Parallelism. There might be actions that are not order-independent, and the state of the CPU might result in slightly different binaries, but all are correct.

Why does this matter though? Why does order of compilation result in a different binary?

  • Just some random, made up example: say you want to compile an OOP PL that has interfaces and implementations of that. You discover reachable implementations through static analysis, which is multi-threaded. You might discover implementations A,B,C in any order — but they will get their methods placed in the jump table based on this order. This will trivially result in semantically equivalent, but not binary-equivalent executables.

    Of course there would have been better designs for this toy example, but binary reproducibility is/was usually not of the highest priority historically in most compiler infrastructures, and in some cases it might be a relatively big performance regression to fix, or simply just a too big refactor.

  • Because order of completion of the parallel tasks is not guaranteed, if all tasks write to the same file you might get a different result each time.

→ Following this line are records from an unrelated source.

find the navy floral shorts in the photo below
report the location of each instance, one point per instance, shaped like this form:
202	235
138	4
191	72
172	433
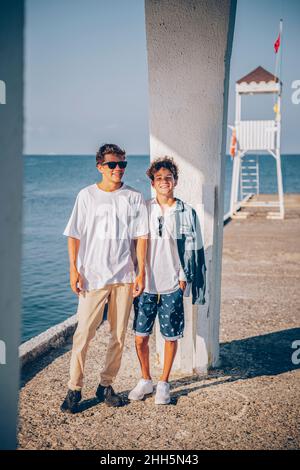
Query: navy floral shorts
169	308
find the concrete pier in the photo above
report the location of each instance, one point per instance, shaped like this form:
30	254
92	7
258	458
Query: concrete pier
250	402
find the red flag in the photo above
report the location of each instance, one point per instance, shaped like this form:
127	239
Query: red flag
277	44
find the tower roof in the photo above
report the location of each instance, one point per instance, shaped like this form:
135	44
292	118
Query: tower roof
258	75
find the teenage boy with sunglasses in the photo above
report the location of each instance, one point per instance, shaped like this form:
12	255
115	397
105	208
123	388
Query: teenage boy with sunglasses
175	258
106	218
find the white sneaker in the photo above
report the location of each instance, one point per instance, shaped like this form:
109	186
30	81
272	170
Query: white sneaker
162	396
143	387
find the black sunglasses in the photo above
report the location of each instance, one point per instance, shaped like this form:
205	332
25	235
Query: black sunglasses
112	165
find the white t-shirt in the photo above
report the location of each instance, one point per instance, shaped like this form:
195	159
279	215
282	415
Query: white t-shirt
163	267
106	223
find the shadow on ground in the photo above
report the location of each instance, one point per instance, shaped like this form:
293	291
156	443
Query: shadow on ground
264	355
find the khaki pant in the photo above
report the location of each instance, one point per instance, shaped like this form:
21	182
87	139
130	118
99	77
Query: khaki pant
90	314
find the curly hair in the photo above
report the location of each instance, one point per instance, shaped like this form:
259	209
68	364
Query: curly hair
106	149
164	162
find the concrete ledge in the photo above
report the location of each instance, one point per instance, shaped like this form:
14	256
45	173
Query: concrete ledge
50	339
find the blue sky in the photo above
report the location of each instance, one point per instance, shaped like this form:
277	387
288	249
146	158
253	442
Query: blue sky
86	72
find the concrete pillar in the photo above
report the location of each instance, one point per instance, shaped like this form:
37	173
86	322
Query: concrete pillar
189	46
11	137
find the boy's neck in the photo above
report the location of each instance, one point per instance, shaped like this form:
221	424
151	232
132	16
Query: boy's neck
165	201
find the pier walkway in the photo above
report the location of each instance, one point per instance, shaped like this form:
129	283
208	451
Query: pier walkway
250	402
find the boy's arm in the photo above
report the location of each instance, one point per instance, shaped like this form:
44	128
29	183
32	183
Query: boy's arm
75	278
141	250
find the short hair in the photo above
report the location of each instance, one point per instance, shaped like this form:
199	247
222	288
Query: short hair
164	162
105	149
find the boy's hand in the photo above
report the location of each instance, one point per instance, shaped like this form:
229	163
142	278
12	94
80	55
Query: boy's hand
76	281
182	285
138	285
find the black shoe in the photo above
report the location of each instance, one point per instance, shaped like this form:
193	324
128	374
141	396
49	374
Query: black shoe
70	403
108	395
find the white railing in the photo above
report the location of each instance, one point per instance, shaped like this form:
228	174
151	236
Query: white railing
256	135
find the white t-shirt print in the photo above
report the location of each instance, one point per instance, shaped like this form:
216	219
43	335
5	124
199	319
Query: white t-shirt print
163	267
106	223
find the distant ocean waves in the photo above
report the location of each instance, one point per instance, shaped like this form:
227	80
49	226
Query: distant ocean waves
51	184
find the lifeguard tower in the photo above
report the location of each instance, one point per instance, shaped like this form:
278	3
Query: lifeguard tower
255	137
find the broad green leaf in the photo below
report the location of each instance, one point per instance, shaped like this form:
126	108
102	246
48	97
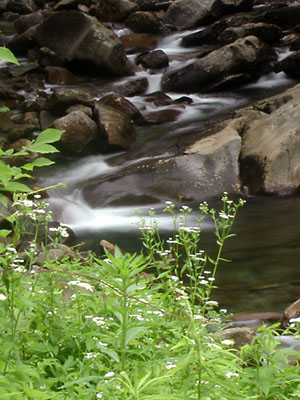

> There might be actions that are not order-independent, and the state of the CPU might result in slightly different binaries, but all are correct.

Well no: that's really the thing reproducible packages are showing: there's only one correct binary.

And it's the one that's 100% reproducible.

I'd even say that that's the whole point: there's only one correct binary.

I'll die on the hill that if different binaries are "all correct", then none are: for me they're all useless if they're not reproducible.

And it looks like people working on entire .iso being fully bit-for-bit reproducible are willing to die on that hill too.

  • "Correct" does not mean "reproducible" just because you think lowly of irreproducible builds.

    A binary consisting of foo.o and bar.o is correct whether foo.o was linked before bar.o or vice versa, provided that both foo.o and bar.o were compiled correctly.

  • See my reply to the sibling post — binary reproducibility is not the end goal. It is an important property, and I do agree that most compiler toolchains should strive for that, but e.g. it might not be a priority for, say, a JIT compiler.